The cost of protection is high, but Kroes believes the only thing more expensive than acting on cyber security is “the cost of not acting”. She refers to the Dutch certificate authority DigiNotar: in September 2011 it became clear that a security breach had caused the issuing of fraudulent certificates. Consequently, organisations would no longer buy DigiNotar’s legitimate certificates and the company went bust.
So, what can be done? Maurushat argues for political and economic initiatives to create central authorities and laws mandating that specific corporations report breaches. “Defence needs shared intelligence,” she says, while pointing out that the IT industry needs to lift its game. Contrary to the constraints of other manufacturers, software companies are not liable for poor product quality.
“Software is sold without guarantees and is often atrociously insecure. Developers work under time and capital restrictions and need to have a product on the market quickly [and] security is often not high on their agenda,” says Maurushat. To have a fighting chance against cyber crime, “first of all, software producers should become liable for product quality”.
Maurushat also favours a public education campaign: “Most people have no idea how to secure their own systems. Currently the situation resembles a car with no doors where the owner has left the keys in the ignition.

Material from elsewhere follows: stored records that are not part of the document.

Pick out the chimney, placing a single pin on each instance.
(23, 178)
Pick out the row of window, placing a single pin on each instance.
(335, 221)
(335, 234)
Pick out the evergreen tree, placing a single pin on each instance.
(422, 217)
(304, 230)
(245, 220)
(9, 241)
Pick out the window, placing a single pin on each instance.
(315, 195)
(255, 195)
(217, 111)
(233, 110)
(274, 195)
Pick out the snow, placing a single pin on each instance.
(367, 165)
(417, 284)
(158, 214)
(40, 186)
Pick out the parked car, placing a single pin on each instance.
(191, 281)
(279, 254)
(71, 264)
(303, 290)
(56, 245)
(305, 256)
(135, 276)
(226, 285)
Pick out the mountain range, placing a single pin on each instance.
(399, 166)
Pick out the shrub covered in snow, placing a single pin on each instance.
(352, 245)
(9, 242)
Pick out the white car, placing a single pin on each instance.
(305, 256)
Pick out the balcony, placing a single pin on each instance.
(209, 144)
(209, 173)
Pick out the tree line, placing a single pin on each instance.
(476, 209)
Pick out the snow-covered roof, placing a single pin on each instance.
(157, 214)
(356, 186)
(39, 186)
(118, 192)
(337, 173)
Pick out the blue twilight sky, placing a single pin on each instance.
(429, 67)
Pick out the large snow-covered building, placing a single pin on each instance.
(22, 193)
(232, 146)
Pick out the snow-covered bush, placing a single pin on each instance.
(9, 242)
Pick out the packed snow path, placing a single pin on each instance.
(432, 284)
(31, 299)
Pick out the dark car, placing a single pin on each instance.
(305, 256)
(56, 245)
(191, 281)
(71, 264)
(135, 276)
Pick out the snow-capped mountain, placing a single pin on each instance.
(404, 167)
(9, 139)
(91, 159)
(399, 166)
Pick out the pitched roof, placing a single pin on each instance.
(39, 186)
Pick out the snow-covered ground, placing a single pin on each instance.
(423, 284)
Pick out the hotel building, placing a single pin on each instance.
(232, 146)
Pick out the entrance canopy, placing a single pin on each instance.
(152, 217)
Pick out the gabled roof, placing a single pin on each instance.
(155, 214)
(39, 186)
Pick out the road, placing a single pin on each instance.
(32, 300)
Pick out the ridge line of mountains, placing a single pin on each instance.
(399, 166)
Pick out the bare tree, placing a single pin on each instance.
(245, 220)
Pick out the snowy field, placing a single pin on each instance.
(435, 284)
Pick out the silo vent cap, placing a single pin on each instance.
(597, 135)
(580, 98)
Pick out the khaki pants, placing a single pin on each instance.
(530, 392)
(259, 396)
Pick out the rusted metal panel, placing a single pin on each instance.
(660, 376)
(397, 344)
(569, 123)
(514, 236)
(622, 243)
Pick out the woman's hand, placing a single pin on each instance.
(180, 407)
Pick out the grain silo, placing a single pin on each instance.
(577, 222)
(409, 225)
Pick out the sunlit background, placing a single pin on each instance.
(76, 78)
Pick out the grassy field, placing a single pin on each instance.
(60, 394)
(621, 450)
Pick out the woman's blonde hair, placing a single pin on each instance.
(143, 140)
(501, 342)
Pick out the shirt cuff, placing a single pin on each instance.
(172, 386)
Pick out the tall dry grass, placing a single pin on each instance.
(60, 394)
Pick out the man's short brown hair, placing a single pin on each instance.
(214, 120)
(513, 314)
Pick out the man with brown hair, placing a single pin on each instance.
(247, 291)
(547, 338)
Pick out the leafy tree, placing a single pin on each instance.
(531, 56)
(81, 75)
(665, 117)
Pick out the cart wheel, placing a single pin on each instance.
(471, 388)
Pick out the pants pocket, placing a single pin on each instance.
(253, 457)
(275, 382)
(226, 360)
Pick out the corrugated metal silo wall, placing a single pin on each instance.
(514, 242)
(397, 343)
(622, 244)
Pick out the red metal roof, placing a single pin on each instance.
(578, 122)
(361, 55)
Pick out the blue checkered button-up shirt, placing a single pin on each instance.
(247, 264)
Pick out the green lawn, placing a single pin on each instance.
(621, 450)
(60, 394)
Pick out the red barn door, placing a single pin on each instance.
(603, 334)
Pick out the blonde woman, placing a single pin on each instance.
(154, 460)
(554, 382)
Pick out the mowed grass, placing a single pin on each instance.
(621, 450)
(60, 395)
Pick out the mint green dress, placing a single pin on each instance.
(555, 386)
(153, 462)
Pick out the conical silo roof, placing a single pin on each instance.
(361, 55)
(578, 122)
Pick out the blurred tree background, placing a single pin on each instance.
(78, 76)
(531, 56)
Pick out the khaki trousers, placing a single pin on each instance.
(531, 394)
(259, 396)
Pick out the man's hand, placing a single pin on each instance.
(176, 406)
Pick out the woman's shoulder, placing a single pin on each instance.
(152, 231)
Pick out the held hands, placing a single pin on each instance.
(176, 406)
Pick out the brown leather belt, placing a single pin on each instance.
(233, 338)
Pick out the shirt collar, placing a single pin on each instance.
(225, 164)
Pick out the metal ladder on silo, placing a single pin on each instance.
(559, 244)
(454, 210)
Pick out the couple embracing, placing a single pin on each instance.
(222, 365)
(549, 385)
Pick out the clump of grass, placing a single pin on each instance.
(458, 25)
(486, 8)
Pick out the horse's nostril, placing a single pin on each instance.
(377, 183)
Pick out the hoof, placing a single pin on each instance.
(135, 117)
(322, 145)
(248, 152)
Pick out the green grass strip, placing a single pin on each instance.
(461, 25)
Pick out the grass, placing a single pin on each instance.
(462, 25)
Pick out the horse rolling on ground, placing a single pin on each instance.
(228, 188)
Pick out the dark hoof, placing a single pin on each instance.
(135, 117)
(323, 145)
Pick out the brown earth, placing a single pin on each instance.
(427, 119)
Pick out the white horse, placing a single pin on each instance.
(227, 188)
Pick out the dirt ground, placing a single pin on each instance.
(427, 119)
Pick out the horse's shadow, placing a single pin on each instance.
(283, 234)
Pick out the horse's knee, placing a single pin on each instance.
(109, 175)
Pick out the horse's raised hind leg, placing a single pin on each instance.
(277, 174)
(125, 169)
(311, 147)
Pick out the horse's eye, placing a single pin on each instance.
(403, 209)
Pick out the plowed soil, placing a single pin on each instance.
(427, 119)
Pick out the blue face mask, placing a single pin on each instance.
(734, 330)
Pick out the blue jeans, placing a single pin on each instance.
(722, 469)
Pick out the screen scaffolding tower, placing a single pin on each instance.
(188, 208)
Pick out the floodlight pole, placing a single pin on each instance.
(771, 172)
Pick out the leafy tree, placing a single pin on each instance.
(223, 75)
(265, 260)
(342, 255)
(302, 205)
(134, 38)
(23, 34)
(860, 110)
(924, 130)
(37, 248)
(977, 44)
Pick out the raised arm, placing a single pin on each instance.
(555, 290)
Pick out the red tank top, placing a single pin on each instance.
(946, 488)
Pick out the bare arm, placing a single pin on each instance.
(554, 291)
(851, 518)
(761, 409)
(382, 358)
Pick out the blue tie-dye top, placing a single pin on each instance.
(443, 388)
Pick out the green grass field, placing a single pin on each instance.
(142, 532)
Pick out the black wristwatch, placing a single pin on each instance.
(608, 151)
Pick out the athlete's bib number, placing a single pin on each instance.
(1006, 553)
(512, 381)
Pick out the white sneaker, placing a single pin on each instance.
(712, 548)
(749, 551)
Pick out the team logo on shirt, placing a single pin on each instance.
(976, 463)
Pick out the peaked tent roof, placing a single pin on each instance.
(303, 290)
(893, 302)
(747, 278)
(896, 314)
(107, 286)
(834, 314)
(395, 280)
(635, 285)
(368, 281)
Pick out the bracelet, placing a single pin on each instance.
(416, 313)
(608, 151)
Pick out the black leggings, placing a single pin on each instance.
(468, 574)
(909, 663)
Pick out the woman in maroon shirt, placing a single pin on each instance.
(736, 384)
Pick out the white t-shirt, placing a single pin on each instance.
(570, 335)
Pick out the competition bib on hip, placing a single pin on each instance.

No wonder such a ride gets stolen.”
A dangerous complacency
Maurushat has little patience with companies that don’t do proper risk analysis. “Any intellectual property needs protecting, otherwise you might wake up one day to see competitors abroad working your customer base with your know-how, data or the development of your product under a different brand name,” she says.
Ken Gamble, executive chairman of cyber-detective firm Internet Fraud Watchdog, deals with such disasters every day. He and his team were employed to shut down a young hacker who was illegally broadcasting NRL games. They also helped a public school in New South Wales when it was attacked by Russian cyber-thugs who had locked the school’s data, demanding a ransom to unlock it.
But most of Gamble’s clients are multinationals, and since they don’t want to see their vulnerability reported in the papers they make Gamble sign non-disclosure agreements. He regards the biggest problem to be the human factor. “Even if corporations make a strong stand, some of their staff may be lax about procedures. It’s human nature: if we have never been victims before, we become complacent,” he says.
Gamble’s advice for business: “If you are big enough, hire your own in-house IT expert for security. If the business is too small for that and you outsource your IT, make sure you have tight controls over security. Do regular vulnerability assessments and penetration tests. Use encryption software and force your employees to use complex passwords.”
Gamble also feels that “Australia has some of the highest numbers of cyber crime incidents in the world”. The country really needs to step up to the challenge, he says, and points to Thailand, where already about 200 police detectives work in cyber crime units with about 800 more to be hired during the coming five years.
“Just for comparison, in all of NSW we have about 12 detectives working in cyber crime and even less in several other states.”